Ante semejante panorama, pues, entendí que había llegado a su fin mi estancia en esta bella tierra donde la gente come cubios y se baila La saporrita (acaso en honor a Claudia López, alcaldesa de una ciudad en la que ahora roban en los restaurantes, y no necesariamente por cobrar los jugos de mandarina a siete mil pesos).

Me dediqué entonces a ordenar los papeles para el viaje y descubrí que uno de los pasaportes estaba vencido. Busqué información sobre el trámite en la página web de la cancillería, pero estaba más caída que la vice Martuchis. De modo que, sin más remedio, me fui a la sede física para sacar adelante la gestión.

Recordaba que obtener el pasaporte era la única diligencia que funcionaba en Polombia: la única. Uno hacía una fila ordenada, atravesaba diversas estaciones (la foto, la huella, la firma) y así, sin detenerse, salía por la puerta de atrás quince minutos después, con un pasaporte nuevo y reluciente, de páginas tibias. Si hubieran montado el trámite en un trencito para usuarios, podría haber sido una atracción de Disney. 

Me dirigí, entonces, a la sede. Caminé de buena gana, mientras silbaba una canción: La saporrita, precisamente. 

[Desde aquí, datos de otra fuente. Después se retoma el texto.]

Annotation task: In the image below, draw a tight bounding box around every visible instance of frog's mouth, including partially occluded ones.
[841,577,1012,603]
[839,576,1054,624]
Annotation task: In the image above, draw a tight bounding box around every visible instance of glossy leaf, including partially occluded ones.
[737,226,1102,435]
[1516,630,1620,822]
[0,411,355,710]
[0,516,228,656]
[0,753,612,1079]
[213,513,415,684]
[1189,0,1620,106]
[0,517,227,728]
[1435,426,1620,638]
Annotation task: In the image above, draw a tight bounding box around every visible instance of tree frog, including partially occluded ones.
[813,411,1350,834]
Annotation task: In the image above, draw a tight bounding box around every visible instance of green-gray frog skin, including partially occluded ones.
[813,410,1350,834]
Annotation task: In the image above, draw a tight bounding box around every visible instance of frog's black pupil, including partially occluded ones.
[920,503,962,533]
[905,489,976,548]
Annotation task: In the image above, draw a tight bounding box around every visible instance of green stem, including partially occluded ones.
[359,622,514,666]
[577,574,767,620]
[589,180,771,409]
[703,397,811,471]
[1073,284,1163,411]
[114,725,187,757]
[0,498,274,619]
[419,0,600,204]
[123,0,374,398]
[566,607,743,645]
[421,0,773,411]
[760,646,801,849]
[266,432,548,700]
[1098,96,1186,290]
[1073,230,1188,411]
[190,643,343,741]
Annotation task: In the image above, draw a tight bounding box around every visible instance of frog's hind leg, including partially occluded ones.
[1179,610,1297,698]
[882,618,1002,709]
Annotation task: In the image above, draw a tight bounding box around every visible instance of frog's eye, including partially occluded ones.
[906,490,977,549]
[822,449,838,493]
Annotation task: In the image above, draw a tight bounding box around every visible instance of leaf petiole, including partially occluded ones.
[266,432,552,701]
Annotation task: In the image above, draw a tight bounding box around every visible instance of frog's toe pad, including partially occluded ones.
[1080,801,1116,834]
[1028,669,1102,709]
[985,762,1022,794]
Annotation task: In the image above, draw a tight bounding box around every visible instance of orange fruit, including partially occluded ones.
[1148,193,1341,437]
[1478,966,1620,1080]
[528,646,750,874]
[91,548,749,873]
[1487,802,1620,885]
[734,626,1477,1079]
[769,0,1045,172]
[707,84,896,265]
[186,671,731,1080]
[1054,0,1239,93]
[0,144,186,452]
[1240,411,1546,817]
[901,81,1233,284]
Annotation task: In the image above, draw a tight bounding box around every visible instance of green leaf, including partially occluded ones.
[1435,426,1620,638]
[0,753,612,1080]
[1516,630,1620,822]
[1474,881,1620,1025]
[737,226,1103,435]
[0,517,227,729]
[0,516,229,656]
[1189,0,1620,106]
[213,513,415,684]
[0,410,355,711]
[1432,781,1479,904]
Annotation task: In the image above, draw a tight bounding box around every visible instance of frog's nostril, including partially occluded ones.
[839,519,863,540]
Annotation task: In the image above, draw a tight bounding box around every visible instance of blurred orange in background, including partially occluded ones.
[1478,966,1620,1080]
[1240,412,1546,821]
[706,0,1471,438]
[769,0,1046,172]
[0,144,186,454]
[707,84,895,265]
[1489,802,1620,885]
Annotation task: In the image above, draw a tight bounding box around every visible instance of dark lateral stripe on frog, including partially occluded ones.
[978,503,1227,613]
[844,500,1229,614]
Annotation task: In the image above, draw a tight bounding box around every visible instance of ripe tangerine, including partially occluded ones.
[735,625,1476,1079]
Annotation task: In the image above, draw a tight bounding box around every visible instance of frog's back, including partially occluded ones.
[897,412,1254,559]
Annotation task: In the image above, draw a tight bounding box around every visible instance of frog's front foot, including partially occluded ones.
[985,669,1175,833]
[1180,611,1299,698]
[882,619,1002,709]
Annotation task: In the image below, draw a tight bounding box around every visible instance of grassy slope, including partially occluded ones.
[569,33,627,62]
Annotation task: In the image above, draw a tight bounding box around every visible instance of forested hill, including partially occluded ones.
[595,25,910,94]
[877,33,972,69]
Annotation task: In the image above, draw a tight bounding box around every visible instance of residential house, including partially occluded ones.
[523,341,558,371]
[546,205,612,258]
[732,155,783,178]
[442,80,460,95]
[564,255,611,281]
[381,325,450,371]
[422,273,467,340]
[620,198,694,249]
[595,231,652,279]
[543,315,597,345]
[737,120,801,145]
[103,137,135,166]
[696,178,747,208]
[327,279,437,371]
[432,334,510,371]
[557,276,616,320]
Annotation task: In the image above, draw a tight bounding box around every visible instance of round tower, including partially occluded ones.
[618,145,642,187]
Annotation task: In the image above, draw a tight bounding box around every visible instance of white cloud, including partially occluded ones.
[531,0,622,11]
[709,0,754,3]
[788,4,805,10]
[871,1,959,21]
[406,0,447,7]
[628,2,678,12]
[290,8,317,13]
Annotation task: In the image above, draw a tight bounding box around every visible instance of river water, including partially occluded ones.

Pero en el lugar por poco me devora la culebra sideral de una fila desesperada que se estiraba a lo largo de siete cuadras. En un primer momento quise integrarme, pero resultaba imposible. Era preciso regresar con una carpa y termos de café, y postergar la huida por lo menos dos meses, mientras llamaban mi turno.

Regresé a casa un par de horas después, tan triste como resignado. Me quedaré en Polombia, al lado de Mireya, mi tía uribista. En el camino me tomé un jugo en un restaurante por el que me cobraron siete mil pesos. Me dolieron como a Martuchis sus caídas. Pero, en honor a la variante polombiana, no quise decir ni Mu.